Die Reifenwahl sollte auch für den letzten Lauf des Tages eine entscheidende Rolle spielen, da die Vorteile klar bei den wenigen Piloten lagen, die den harten Reifen bereits gefahren waren, während der Großteil des Feldes erst jetzt damit antrat. Die umgedrehte Startaufstellung beförderte Aiden Moffat auf die Pole Position. Außer Colin Turkington und Tom Ingram, die sich nebeneinander in Startreihe vier einfanden, war der Mercedes-Pilot der einzige Fahrer in den Top Ten, der auf dem besseren Mediumreifen starten konnte.

Nach mehreren sehenswerten Positionswechseln kristallisierte sich ab der Rennhälfte eine Spitzengruppe bestehend aus den richtig bereiften Moffat, Ingram, Austin, Turkington, Chilton und Cook heraus, die sich nach einer Safety Car-Phase vom Rest des Feldes absetzen konnte und Stoßstange an Stoßstange ihre Runden drehte.
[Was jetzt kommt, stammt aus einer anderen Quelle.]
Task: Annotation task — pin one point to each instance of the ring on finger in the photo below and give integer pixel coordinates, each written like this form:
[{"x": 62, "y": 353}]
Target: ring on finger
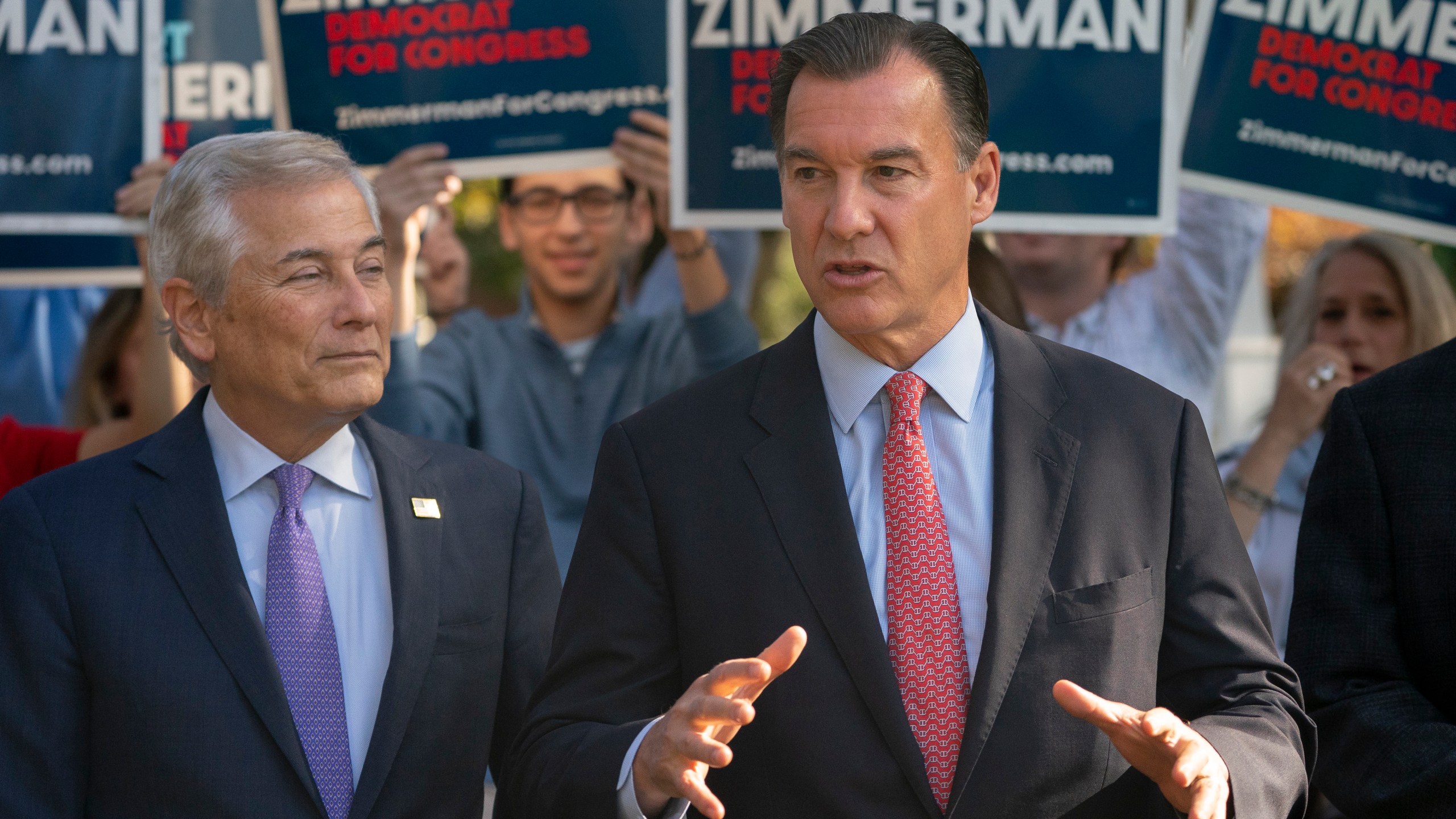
[{"x": 1321, "y": 377}]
Während Aiden Moffat seine Führung verteidigte, suchte dahinter jeder nach einer Möglichkeit, eine Attacke auf den jeweils vor ihm fahrenden zu setzen, musste aber gleichzeitig aufpassen, dadurch keinen Angriff vom Hintermann zu ermöglichen.
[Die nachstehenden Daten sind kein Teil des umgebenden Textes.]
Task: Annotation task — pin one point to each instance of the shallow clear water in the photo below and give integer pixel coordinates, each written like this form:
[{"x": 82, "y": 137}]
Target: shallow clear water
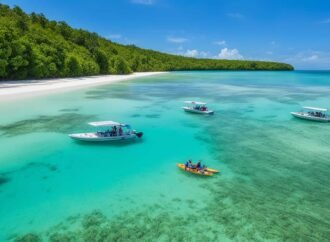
[{"x": 274, "y": 183}]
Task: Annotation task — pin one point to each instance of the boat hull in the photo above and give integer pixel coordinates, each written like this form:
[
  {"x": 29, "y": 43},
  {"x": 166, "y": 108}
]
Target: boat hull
[
  {"x": 192, "y": 110},
  {"x": 93, "y": 137},
  {"x": 194, "y": 171},
  {"x": 309, "y": 117}
]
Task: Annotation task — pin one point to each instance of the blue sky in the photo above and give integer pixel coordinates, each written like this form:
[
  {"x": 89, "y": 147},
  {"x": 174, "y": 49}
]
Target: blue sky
[{"x": 292, "y": 31}]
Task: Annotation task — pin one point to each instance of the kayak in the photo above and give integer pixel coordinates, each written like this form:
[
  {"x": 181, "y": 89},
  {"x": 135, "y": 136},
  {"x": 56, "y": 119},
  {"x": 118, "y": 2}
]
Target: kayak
[
  {"x": 194, "y": 171},
  {"x": 212, "y": 170}
]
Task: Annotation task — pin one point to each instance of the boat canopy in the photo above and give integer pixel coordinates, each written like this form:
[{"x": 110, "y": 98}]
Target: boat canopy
[
  {"x": 107, "y": 123},
  {"x": 195, "y": 103},
  {"x": 316, "y": 109}
]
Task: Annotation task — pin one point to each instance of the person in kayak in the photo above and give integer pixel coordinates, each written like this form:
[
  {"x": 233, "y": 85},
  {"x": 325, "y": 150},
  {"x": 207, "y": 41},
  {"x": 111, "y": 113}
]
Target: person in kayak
[
  {"x": 198, "y": 165},
  {"x": 188, "y": 164}
]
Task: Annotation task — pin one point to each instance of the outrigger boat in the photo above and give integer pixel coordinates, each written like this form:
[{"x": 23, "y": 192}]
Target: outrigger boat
[
  {"x": 194, "y": 170},
  {"x": 313, "y": 113},
  {"x": 197, "y": 107},
  {"x": 112, "y": 131}
]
Die Kampfgruppe, die hier um den Sieg – und im Falle von Ingram und Turkington – auch um die Meisterschaft kämpfte, ließ das Herz eines jeden Tourenwagenfans höher schlagen. Ingram bemühte sich sichtlich darum, Moffat den Sieg abzukämpfen, um den Punkterückstand auf Turkington weiter zu verkleineren, während Turkington alles versuchte, um am zwischen ihm und Ingram liegenden Alfa von Rob Austin vorbeizugehen, sich aber gleichzeitig mit Chilton und Cook in seinem Rückspiegel auseinandersetzen musste. In der zwanzigsten Runde schaffte es Turkington dann endlich, Austin mit einem besseren Exit aus Luffield hinter sich zu lassen und attackierte sogleich Ingram.

Während ab Position vier noch munter die Plätze zwischen Cook, Austin und Chilton bis zum Fallen der Zielflagge getauscht wurden (in den letzten beiden Runden gesellten sich auch noch die Dynamics-Honda von Matt Neal und Dan Cammish dazu), sollte sich auf den ersten drei Plätzen derweil nichts mehr ändern. Aiden Moffat holte sich seinen ersten Saisonsieg 2018, was ihn zum 16. Sieger in diesem Jahr macht und damit einen neuen BTCC-Rekord aufstellt. Zwischen Ingram und Turkington wurde es in den letzten beiden Kurven noch mal sehr eng, aber letzten Endes konnte Ingram eine Position besser abschneiden als sein Meisterschaftsrivale und damit zwei weitere Zähler gut machen.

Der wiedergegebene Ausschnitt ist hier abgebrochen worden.